The company has signed a deal to build rooftop vertiports on top of parking garages, although Cummins says the service is likely to begin a little more conventionally. “In the United States, there are over 5,000 public-use airports, and an even larger number of helipads. Some of these are under-utilised and we think may form a strong foundation in the early years. We’re also looking at other types of assets like rooftop decks and parking structures that we can retrofit.”

He continued, “There’s not a lot of difference between an existing heliport and a vertiport of the future with little retrofit and modification required. By sticking a charger on it, maybe a terminal facility for passenger comfort, maybe some line maintenance work and you change the use of that facility. We already have a lot of what we need to get this industry off the ground.”

Archer must then create its own end-to-end transport service, as well as a customer-facing app to make the process as easy as possible.

Cummins pointed out, “Just like any app on your phone, we’ll let you put in your destination, and then we plan a seamless journey for you, door to door.
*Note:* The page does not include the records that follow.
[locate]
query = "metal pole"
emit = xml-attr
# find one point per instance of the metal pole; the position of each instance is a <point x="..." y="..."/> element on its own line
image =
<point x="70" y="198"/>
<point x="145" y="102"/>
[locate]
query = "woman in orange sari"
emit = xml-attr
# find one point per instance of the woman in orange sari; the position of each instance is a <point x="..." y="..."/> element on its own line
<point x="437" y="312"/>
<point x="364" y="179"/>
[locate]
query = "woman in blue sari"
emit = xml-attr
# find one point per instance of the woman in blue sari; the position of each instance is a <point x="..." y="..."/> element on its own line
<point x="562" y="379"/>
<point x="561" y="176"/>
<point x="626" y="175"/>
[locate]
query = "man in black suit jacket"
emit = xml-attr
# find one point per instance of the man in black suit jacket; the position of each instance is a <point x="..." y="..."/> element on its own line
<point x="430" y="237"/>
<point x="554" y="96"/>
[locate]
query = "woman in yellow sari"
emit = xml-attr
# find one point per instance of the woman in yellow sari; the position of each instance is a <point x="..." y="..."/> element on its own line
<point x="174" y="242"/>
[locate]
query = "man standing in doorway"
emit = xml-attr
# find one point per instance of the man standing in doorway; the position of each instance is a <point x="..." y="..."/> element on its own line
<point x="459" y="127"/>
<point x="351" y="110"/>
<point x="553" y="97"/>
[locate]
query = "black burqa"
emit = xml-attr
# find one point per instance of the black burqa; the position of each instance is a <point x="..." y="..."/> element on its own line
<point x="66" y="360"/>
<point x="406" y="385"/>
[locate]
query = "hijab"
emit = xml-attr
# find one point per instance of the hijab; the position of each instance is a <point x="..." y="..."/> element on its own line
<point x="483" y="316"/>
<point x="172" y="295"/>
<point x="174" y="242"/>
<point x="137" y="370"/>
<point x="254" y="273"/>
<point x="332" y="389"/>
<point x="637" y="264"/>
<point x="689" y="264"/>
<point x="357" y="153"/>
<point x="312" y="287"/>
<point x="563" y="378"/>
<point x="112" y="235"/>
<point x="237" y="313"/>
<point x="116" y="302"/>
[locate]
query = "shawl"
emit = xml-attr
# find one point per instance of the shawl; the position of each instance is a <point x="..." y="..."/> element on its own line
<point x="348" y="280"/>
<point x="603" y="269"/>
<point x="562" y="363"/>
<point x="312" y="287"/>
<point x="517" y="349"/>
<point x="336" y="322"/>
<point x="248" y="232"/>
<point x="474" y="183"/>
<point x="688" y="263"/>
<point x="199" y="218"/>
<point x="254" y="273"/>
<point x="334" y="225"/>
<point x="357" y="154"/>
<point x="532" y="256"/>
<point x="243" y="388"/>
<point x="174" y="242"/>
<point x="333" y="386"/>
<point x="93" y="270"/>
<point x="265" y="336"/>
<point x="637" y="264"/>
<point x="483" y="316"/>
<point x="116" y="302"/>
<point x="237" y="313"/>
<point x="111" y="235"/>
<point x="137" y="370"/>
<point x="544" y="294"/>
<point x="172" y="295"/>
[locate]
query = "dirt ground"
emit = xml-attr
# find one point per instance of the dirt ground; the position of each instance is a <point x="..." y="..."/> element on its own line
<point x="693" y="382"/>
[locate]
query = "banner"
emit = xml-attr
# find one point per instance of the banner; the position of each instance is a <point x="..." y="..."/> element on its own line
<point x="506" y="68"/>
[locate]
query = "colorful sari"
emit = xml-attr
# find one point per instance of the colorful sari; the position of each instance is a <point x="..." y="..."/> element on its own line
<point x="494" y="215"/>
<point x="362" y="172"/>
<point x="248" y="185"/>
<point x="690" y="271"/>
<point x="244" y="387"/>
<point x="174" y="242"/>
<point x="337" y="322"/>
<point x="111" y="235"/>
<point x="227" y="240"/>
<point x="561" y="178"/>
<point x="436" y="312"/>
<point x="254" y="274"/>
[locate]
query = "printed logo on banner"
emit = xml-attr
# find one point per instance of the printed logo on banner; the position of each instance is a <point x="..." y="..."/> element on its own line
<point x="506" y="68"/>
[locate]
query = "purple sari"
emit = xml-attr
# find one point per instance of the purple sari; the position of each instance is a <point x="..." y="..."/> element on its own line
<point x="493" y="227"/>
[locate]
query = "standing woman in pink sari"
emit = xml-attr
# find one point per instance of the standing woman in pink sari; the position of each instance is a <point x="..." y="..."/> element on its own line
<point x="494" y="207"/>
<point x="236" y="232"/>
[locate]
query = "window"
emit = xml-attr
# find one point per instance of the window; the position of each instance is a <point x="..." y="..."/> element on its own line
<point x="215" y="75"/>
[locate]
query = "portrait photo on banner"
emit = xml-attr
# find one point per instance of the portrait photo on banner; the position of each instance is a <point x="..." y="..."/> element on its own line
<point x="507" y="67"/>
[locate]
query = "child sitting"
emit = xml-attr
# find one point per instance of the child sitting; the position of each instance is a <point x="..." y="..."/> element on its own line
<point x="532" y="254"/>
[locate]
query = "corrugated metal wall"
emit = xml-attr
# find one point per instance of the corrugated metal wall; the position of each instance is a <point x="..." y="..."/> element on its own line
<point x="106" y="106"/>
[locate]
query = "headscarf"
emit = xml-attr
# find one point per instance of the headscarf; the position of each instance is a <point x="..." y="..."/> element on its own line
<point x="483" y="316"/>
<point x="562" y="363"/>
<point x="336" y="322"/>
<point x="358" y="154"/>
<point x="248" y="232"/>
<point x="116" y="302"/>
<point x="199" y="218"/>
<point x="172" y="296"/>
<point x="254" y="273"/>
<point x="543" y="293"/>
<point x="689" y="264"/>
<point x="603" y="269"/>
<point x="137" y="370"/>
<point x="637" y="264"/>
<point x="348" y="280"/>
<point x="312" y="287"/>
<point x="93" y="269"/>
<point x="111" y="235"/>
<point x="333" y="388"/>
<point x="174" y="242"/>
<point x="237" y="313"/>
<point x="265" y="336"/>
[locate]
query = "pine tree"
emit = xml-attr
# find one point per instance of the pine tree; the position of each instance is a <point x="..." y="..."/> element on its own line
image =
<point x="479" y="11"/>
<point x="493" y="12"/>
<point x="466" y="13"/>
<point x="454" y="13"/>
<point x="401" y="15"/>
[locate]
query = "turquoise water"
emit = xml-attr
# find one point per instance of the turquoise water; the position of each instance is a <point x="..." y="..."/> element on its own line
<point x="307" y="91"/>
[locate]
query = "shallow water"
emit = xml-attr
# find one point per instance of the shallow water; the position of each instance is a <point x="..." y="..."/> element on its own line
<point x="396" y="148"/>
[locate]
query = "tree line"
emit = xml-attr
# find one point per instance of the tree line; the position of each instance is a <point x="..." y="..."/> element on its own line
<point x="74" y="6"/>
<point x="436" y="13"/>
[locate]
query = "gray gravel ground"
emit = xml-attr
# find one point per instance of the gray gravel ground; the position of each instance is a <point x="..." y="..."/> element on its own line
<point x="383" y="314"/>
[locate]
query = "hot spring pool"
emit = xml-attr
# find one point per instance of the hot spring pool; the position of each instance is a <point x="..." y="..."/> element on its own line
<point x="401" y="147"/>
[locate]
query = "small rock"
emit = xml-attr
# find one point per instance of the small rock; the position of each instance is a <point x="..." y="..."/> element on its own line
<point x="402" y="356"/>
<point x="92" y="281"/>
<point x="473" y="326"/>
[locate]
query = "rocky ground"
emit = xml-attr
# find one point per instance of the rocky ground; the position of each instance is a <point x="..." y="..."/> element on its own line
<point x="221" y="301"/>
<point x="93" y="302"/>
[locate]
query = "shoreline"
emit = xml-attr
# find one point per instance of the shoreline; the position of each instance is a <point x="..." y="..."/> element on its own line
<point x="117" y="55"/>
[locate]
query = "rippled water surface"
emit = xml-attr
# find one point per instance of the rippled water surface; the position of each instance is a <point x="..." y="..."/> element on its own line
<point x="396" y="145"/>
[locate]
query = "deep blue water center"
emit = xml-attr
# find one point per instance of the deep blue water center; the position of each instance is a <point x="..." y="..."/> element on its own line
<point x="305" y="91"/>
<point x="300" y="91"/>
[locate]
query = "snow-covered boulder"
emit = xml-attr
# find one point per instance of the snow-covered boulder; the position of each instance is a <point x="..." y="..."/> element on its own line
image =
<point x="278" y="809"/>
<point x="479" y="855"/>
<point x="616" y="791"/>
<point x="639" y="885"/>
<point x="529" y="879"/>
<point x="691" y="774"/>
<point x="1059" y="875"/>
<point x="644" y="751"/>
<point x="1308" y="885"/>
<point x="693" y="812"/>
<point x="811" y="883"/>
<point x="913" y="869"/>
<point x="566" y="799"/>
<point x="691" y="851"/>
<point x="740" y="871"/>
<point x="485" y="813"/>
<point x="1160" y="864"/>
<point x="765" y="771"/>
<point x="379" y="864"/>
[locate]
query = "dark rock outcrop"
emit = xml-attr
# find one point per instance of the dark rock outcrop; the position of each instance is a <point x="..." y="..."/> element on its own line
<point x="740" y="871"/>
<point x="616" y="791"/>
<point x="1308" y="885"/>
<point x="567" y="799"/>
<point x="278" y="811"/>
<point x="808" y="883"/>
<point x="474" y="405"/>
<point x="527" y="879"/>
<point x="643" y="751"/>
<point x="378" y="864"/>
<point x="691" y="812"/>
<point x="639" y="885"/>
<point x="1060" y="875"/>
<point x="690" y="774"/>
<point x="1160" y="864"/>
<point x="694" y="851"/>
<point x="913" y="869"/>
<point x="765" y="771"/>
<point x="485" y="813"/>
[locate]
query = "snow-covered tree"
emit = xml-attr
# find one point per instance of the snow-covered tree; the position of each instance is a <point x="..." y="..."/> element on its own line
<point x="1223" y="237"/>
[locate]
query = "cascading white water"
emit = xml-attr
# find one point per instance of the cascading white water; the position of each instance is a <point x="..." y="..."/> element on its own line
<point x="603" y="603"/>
That includes the ‘first mile’ getting you to the vertiport, and whatever mobility option you’d like for the last mile to your final destination.”

He continued, “Right now, many cities in the United States have been built around vehicle ownership. We’ve built a lot of concrete, but our population growth has surpassed the capacity of that concrete. We think there’s a lot of potential here for urban air mobility to complement the existing infrastructure and ease some of the congestion on our roads, while also beginning the decarbonisation of aviation.”